Peki doğru aday nasıl biri olmalıdır? Aslına bakılırsa, doğru adayın uzun boylu bir tarifi de yoktur. Muhalefet adayı, oy aritmatiğiyle ya da adayın “özgeçmişine” göre değil seçmene verdiği duyguya göre belirlenmelidir. Kağıt üzerinde gerekli koşulları yerine getirdiği düşünülen bir lider, seçmende beklenen duyguyu yaratamayabilir. Özetle, adayın seçmenin kalbine hitap edebilmesi önemlidir. Mesterhazy’nin de ifade ettiği gibi, seçmen adaya çekim duyuyorsa zaten görmek isteyeceği çeşitli vasıfları ona projekte edecektir.

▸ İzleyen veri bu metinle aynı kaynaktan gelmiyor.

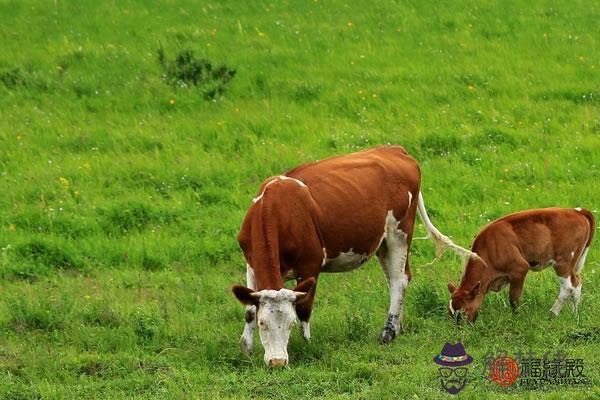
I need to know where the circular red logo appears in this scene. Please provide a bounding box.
[490,357,519,387]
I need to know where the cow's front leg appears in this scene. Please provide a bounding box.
[296,278,316,342]
[240,264,256,354]
[377,225,409,344]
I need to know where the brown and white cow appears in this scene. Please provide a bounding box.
[232,146,471,365]
[448,208,596,322]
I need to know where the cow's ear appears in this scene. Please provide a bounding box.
[294,276,317,304]
[448,282,456,294]
[469,281,481,296]
[231,285,260,306]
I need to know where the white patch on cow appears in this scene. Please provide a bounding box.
[252,178,279,203]
[257,289,299,365]
[550,276,581,315]
[252,175,308,203]
[300,321,310,342]
[279,175,308,187]
[240,264,256,354]
[379,210,408,343]
[448,299,456,315]
[573,282,582,313]
[322,249,370,272]
[282,269,298,281]
[575,247,590,274]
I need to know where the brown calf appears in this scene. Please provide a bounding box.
[448,208,596,322]
[233,146,471,365]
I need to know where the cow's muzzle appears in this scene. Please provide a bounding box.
[269,358,287,367]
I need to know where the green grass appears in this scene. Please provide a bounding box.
[0,0,600,399]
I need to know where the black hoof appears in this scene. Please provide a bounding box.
[379,315,401,344]
[379,329,396,344]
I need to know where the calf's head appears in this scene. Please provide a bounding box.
[448,282,483,322]
[232,278,315,366]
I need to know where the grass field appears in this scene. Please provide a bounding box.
[0,0,600,399]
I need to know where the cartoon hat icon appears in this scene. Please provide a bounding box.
[433,342,473,367]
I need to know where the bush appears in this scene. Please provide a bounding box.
[158,48,236,100]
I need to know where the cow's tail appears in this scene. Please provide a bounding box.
[417,192,479,258]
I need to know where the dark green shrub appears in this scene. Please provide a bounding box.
[158,48,236,100]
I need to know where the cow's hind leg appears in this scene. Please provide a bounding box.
[550,276,573,316]
[240,264,256,354]
[296,284,316,342]
[377,215,408,344]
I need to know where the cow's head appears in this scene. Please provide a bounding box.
[448,282,483,322]
[232,278,315,366]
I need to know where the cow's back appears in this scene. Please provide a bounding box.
[285,146,420,255]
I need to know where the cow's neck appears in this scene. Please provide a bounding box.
[460,259,492,293]
[251,198,283,290]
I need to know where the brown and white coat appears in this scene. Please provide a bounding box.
[233,146,470,365]
[448,208,596,321]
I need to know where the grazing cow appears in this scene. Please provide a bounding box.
[232,146,471,365]
[448,208,596,322]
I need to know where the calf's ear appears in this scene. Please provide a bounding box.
[448,282,456,294]
[294,277,317,304]
[231,285,260,306]
[469,281,481,296]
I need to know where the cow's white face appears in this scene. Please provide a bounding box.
[255,289,297,365]
[232,278,316,366]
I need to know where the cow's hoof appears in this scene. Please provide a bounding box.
[379,314,402,344]
[300,321,310,343]
[379,329,396,344]
[240,336,252,355]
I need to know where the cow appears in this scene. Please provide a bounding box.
[232,146,471,365]
[448,208,596,322]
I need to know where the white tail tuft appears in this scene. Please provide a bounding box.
[418,192,479,260]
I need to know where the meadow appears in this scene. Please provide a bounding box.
[0,0,600,399]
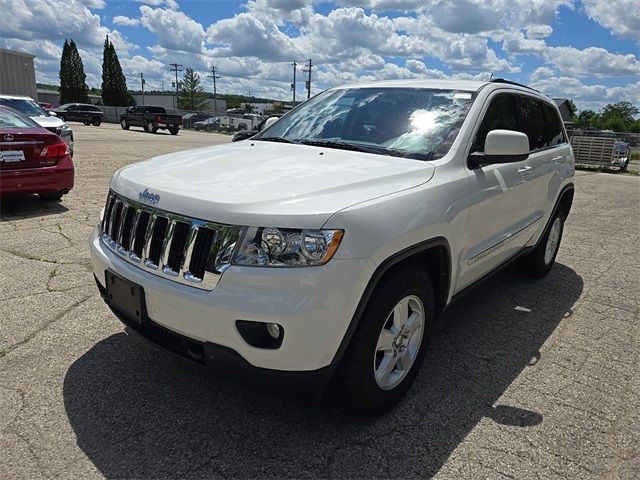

O halde en son olarak şunu söyleyelim. Otoriter iktidarların seçimleri adaletsiz bir yarış haline getirdiklerini biliyoruz. Ama unutmamak gerekir ki, otoriter iktidarlar bile, belli bir oranda seçmen rızası olmadan iktidarda kalamazlar. Bu yüzden belki de tüm seçim stratejilerinden daha mühim olan, seçmenle gönül bağını kurabilmek ve aynı anda hem heyecan hem de güven duygularını verebilmektir. Seçmenin kalbinde kazanan, er ya da geç galip çıkacaktır.